Scanning thermal microscopy (SThM) is a type of scanning probe microscopy that maps the local temperature and thermal conductivity of an interface. The probe in a scanning thermal microscope is sensitive to local temperatures – providing a nano-scale thermometer. Thermal measurements at the nanometer scale are of both scientific and industrial interest. The technique was invented by Clayton C. Williams and H. Kumar Wickramasinghe in 1986.

==Applications==
SThM allows thermal measurements at the nano-scale. These measurements can include: temperature, thermal properties of materials, thermal conductivity, heat capacity, glass transition temperature, latent heat, enthalpy, etc. The applications include:
- Ultra large-scale integration (ULSI) lithography research and cellular diagnostics in biochemistry.
- Detecting such parameters as phase changes in polymer blends.
- Joule heating
- Measuring material variations in semiconductor devices
- Subsurface imaging
- Near-field photo thermal micro-spectroscopy
- Calorimetry applications
- Hot-spots in integrated circuits
- Low temperature scanning thermal microscopy
- Magnetic spectroscopy in combination with the ferromagnetic resonance realized in the SThM-FMR technique
- Other applications

==Technique==
SThM requires the use of specialized probes. There are two types of thermal probes: Thermocouple probes where the probe temperature is monitored by a thermocouple junction at the probe tip and resistive or bolometer probes where the probe temperature is monitored by a thin-film resistor at probe tip. These probes are generally made from thin dielectric films on a silicon substrate and use a metal or semiconductor film bolometer to sense the tip temperature. Other approaches, using more involved micro machining methods, have also been reported. In a bolometer probe the resistor is used as a local heater and the fractional change in probe resistance is used to detect the temperature and/or the thermal conductance of the sample. When the tip is placed in contact with the sample, heat flows from the tip to sample. As the probe is scanned, the amount of heat flow changes. By monitoring the heat flow, one can create a thermal map of the sample, revealing spatial variations in thermal conductivity in a sample. Through a calibration process, the SThM can reveal the quantitative values of thermal conductivity. Alternately the sample may be actively heated, for example a powered circuit, to visualize the distribution of temperatures on the sample.

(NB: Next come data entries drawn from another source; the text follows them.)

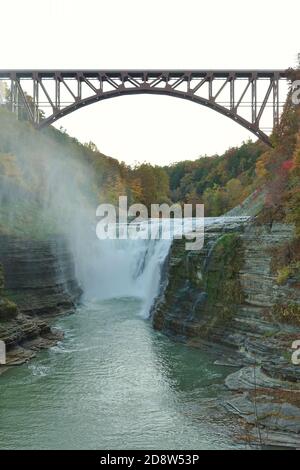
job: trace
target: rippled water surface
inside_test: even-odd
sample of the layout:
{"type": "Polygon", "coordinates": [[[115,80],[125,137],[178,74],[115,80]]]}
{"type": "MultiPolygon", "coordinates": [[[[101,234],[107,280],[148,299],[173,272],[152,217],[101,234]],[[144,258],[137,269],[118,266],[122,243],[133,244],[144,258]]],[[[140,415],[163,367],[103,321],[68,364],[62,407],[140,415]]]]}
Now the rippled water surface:
{"type": "Polygon", "coordinates": [[[222,449],[228,369],[152,330],[135,299],[82,306],[65,339],[0,376],[0,448],[222,449]]]}

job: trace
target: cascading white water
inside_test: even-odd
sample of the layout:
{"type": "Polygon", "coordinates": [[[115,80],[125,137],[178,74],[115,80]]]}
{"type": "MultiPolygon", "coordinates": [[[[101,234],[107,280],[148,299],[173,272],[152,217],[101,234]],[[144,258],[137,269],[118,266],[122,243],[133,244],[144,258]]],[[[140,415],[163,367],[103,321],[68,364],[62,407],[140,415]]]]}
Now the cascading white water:
{"type": "Polygon", "coordinates": [[[141,314],[146,317],[159,292],[161,268],[171,243],[171,239],[161,238],[94,238],[85,249],[85,256],[80,256],[79,277],[84,299],[140,298],[141,314]]]}
{"type": "MultiPolygon", "coordinates": [[[[203,219],[201,221],[203,223],[203,219]]],[[[195,224],[195,220],[190,219],[185,229],[191,230],[192,223],[195,224]]],[[[181,229],[185,230],[181,219],[151,219],[137,225],[139,232],[135,239],[98,240],[93,235],[87,242],[85,235],[79,237],[79,244],[77,240],[74,252],[84,300],[140,298],[141,314],[147,317],[159,293],[162,266],[173,237],[181,229]],[[151,238],[151,230],[160,231],[160,236],[151,238]]],[[[127,230],[127,226],[118,226],[119,231],[124,229],[127,230]]]]}

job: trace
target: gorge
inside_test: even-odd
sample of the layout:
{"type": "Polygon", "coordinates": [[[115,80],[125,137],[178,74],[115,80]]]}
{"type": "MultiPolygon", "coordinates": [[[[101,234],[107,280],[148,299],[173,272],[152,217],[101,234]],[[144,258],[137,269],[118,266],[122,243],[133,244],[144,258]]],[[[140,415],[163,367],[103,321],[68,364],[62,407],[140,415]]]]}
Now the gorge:
{"type": "Polygon", "coordinates": [[[299,447],[299,279],[278,262],[297,224],[260,218],[261,192],[206,217],[200,252],[99,241],[97,204],[135,202],[149,168],[0,112],[1,448],[299,447]]]}

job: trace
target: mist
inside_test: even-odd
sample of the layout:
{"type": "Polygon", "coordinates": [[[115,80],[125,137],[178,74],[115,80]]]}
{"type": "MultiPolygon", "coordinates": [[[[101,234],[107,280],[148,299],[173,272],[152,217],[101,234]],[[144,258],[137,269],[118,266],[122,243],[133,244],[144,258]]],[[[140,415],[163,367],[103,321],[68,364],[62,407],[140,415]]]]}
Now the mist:
{"type": "MultiPolygon", "coordinates": [[[[6,119],[8,117],[4,115],[6,119]]],[[[142,299],[147,316],[159,291],[166,240],[99,240],[96,209],[102,188],[80,144],[52,129],[12,123],[0,144],[0,227],[18,237],[67,242],[85,302],[142,299]]],[[[56,255],[54,253],[54,255],[56,255]]]]}

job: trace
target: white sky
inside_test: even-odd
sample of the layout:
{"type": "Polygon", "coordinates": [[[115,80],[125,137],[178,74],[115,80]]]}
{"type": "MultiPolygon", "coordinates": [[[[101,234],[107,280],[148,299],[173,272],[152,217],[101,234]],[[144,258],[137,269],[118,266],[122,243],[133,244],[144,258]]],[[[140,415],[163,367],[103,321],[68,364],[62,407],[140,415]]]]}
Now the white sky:
{"type": "MultiPolygon", "coordinates": [[[[287,68],[297,0],[0,0],[0,68],[287,68]]],[[[251,136],[228,118],[165,96],[123,96],[59,120],[107,155],[169,163],[251,136]]]]}

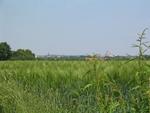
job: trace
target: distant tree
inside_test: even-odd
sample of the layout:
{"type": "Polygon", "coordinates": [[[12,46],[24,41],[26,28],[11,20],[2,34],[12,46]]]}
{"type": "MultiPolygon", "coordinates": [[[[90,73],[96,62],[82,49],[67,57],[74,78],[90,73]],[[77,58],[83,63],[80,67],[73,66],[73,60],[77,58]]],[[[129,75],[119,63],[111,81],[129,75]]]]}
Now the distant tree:
{"type": "Polygon", "coordinates": [[[0,60],[8,60],[11,57],[11,48],[7,42],[0,43],[0,60]]]}
{"type": "Polygon", "coordinates": [[[35,54],[29,49],[18,49],[12,52],[12,60],[33,60],[35,54]]]}

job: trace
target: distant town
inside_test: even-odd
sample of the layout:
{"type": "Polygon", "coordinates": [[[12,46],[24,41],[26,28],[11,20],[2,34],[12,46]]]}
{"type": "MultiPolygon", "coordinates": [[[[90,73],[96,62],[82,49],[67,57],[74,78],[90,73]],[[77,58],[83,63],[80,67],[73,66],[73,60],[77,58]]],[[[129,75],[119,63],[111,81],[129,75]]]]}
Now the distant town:
{"type": "MultiPolygon", "coordinates": [[[[146,58],[150,59],[150,56],[145,55],[146,58]]],[[[121,55],[113,55],[111,52],[106,52],[105,55],[101,54],[92,54],[92,55],[54,55],[54,54],[48,54],[48,55],[37,55],[36,59],[39,60],[92,60],[92,59],[98,59],[98,60],[128,60],[135,58],[137,56],[121,56],[121,55]]]]}

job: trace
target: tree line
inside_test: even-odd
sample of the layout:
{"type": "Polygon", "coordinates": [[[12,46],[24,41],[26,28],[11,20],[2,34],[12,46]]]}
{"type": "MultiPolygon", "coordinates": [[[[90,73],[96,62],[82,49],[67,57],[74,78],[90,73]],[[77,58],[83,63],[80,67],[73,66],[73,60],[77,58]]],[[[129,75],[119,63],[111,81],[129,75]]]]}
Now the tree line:
{"type": "Polygon", "coordinates": [[[7,42],[0,43],[0,60],[34,60],[35,54],[29,49],[11,50],[7,42]]]}

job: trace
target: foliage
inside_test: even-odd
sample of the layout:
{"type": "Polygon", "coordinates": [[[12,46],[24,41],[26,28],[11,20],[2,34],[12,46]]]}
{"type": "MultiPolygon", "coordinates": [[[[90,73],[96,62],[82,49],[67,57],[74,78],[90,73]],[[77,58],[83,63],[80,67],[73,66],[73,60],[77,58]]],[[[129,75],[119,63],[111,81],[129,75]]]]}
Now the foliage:
{"type": "Polygon", "coordinates": [[[1,113],[149,113],[150,69],[124,63],[1,62],[1,113]]]}
{"type": "Polygon", "coordinates": [[[29,49],[18,49],[12,52],[12,60],[33,60],[35,59],[34,53],[29,49]]]}
{"type": "Polygon", "coordinates": [[[11,48],[6,42],[0,43],[0,60],[8,60],[11,57],[11,48]]]}
{"type": "Polygon", "coordinates": [[[143,66],[144,66],[144,63],[143,60],[145,60],[145,56],[144,54],[150,49],[150,45],[148,45],[148,41],[145,41],[145,32],[146,32],[147,28],[144,29],[142,31],[141,34],[138,34],[139,37],[137,39],[137,44],[134,44],[133,47],[136,47],[138,48],[138,64],[139,64],[139,68],[142,69],[143,66]]]}

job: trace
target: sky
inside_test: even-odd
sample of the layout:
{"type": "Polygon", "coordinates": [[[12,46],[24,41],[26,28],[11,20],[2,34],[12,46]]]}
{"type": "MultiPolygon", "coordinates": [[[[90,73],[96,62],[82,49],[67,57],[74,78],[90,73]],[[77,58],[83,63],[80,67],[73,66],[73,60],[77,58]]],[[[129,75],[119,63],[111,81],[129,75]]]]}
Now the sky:
{"type": "Polygon", "coordinates": [[[0,0],[0,42],[36,55],[135,55],[150,0],[0,0]]]}

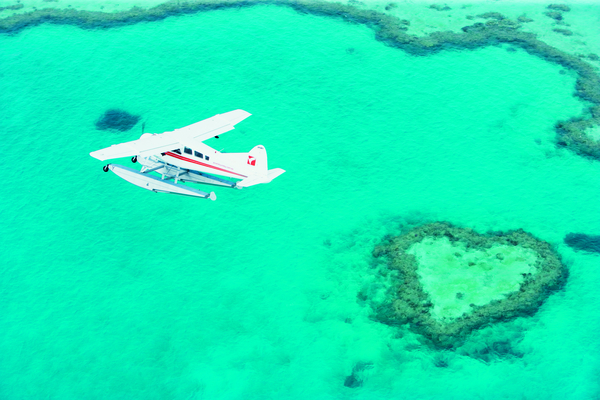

Tip-sample heat transfer can include
- Solid-solid conduction. Probe tip to sample. This is the transfer mechanism which yields the thermal scan.
- Liquid-liquid conduction. When scanning in non-zero humidity, a liquid meniscus forms between the tip and sample. Conduction can occur through this liquid drop.
- Gas conduction. Heat can be transferred through the edges of the probe tip to the sample.